We hold that there was competent substantial evidence in the instant case indicating that claimant's compensable physical limitation was a contributing causative factor in the wage loss claimed. The claimant's present employment in the real estate business, instead of the kind of regular income job he had with the employer, is attributable to his disability. It was established by the previous 1980 unappealed order that the claimant was, by reason of his permanent impairment, unable to continue *593 performing the kind of work for which he had training and experience, that it was necessary for him to submit to education and training in another field of endeavor and that real estate sales was a reasonable avenue for the claimant to pursue. And the 1980 order, therefore, required the E/C to reimburse the claimant for his expenses in obtaining his real estate license. Further, the testimony clearly shows that the claimant has conscientiously and enthusiastically pursued his new vocation over the past several years and his earnings therefrom have steadily increased as a consequence of his efforts.

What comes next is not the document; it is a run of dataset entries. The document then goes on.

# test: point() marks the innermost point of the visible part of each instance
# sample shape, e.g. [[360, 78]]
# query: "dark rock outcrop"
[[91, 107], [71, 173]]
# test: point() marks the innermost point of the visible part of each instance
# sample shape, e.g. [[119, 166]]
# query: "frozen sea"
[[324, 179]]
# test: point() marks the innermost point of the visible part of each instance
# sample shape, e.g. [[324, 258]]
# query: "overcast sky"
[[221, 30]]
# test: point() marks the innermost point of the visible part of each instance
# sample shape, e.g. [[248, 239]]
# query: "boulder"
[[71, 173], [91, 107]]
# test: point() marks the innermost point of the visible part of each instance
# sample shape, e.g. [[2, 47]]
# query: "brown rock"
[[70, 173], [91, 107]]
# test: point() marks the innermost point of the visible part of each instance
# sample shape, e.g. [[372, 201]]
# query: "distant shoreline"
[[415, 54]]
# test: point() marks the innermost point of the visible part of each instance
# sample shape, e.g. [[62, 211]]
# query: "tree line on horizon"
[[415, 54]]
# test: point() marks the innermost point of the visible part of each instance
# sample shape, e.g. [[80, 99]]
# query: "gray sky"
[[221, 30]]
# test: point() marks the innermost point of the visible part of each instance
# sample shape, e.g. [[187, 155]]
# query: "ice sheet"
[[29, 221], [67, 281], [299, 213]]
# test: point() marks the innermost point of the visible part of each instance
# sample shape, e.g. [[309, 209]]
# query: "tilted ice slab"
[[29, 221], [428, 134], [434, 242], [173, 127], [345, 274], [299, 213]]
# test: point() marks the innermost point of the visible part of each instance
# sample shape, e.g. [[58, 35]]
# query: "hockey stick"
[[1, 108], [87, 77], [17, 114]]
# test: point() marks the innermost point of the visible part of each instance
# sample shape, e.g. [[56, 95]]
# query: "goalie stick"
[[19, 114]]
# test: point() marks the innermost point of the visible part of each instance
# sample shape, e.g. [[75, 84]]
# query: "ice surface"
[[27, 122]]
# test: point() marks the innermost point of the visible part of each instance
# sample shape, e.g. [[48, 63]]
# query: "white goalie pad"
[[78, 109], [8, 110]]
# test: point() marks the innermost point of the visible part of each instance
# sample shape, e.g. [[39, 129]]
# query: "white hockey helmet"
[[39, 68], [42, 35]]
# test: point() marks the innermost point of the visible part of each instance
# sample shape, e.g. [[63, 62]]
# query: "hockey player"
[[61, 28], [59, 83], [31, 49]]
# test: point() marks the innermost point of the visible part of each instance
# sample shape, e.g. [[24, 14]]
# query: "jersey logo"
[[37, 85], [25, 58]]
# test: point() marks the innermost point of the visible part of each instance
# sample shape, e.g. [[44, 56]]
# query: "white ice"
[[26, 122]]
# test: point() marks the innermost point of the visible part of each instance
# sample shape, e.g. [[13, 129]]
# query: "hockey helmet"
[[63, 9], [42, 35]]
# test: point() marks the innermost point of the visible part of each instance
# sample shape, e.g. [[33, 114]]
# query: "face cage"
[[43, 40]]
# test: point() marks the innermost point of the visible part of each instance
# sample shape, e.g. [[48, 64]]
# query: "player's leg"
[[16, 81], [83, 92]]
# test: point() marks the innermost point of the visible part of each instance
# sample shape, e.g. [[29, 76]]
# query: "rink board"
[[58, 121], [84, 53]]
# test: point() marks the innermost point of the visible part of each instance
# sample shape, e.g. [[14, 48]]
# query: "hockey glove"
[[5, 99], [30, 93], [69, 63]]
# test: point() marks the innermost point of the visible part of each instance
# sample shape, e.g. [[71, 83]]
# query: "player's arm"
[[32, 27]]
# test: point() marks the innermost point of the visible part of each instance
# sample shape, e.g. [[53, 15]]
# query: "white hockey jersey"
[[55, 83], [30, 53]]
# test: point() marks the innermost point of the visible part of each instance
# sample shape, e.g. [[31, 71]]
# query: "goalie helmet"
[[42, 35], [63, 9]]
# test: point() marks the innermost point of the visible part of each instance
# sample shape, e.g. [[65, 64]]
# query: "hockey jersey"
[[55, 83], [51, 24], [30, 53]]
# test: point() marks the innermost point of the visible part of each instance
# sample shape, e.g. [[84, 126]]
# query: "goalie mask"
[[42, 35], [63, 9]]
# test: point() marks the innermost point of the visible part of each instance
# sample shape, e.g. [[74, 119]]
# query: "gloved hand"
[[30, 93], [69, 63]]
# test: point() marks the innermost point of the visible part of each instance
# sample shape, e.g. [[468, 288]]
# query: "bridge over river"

The E/C does not contend that the claimant failed to put forth reasonable diligence in his efforts to sell real estate during the months in question when his earnings were meager. In fact, the evidence is undisputed that the claimant devoted full time and considerable effort in connection with his real estate sales work. It has not been shown that claimant limited his income or declined appropriate employment that was more lucrative.